Disruption is the New Name of the Game: Let’s face it, complacency breeds stagnation.

AI is the ultimate disruptor, and it’s shaking the foundations of traditional industries.

The companies that embrace AI will thrive, while the dinosaurs clinging to outdated methods will be left in the dust.

As an investor, you want to be on the side of the winners, and AI is the winning ticket.

The Talent Pool is Overflowing: The world’s brightest minds are flocking to AI.

From computer scientists to mathematicians, the next generation of innovators is pouring its energy into this field.

This influx of talent guarantees a constant stream of groundbreaking ideas and rapid advancements.

By investing in AI, you’re essentially backing the future.

The future is powered by artificial intelligence, and the time to invest is NOW.

Don’t be a spectator in this technological revolution.

Dive into the AI gold rush and watch your portfolio soar alongside the brightest minds of our generation.

This isn’t just about making money – it’s about being part of the future.

So, buckle up and get ready for the ride of your investment life!

Act Now and Unlock a Potential 100+% Return within 12 to 24 months.

We’re now offering month-to-month subscriptions with no commitments.

For a ridiculously low price of just $9.99 per month, you can unlock our in-depth investment research and exclusive insights – that’s less than a single fast food meal!

Space is Limited!

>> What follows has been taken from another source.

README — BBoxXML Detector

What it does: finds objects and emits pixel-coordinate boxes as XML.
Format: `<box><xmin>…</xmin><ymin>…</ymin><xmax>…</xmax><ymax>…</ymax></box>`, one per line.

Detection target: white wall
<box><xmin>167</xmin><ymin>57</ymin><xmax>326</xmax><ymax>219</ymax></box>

Only 1000 spots are available for this exclusive offer. Don’t let this chance slip away – subscribe to our Premium Readership Newsletter today and unlock the potential for a life-changing investment.

Here’s what to do next:

1. Head over to our website and subscribe to our Premium Readership Newsletter for just $9.99.

2. Enjoy a month of ad-free browsing, exclusive access to our in-depth report on the Trump tariff and nuclear energy company as well as the revolutionary AI-robotics company, and the upcoming issues of our Premium Readership Newsletter.

3. Sit back, relax, and know that you’re backed by our ironclad 30-day money-back guarantee.

Don’t miss out on this incredible opportunity! Subscribe now and take control of your AI investment future!


No worries about auto-renewals! Our 30-Day Money-Back Guarantee applies whether you’re joining us for the first time or renewing your subscription a month later!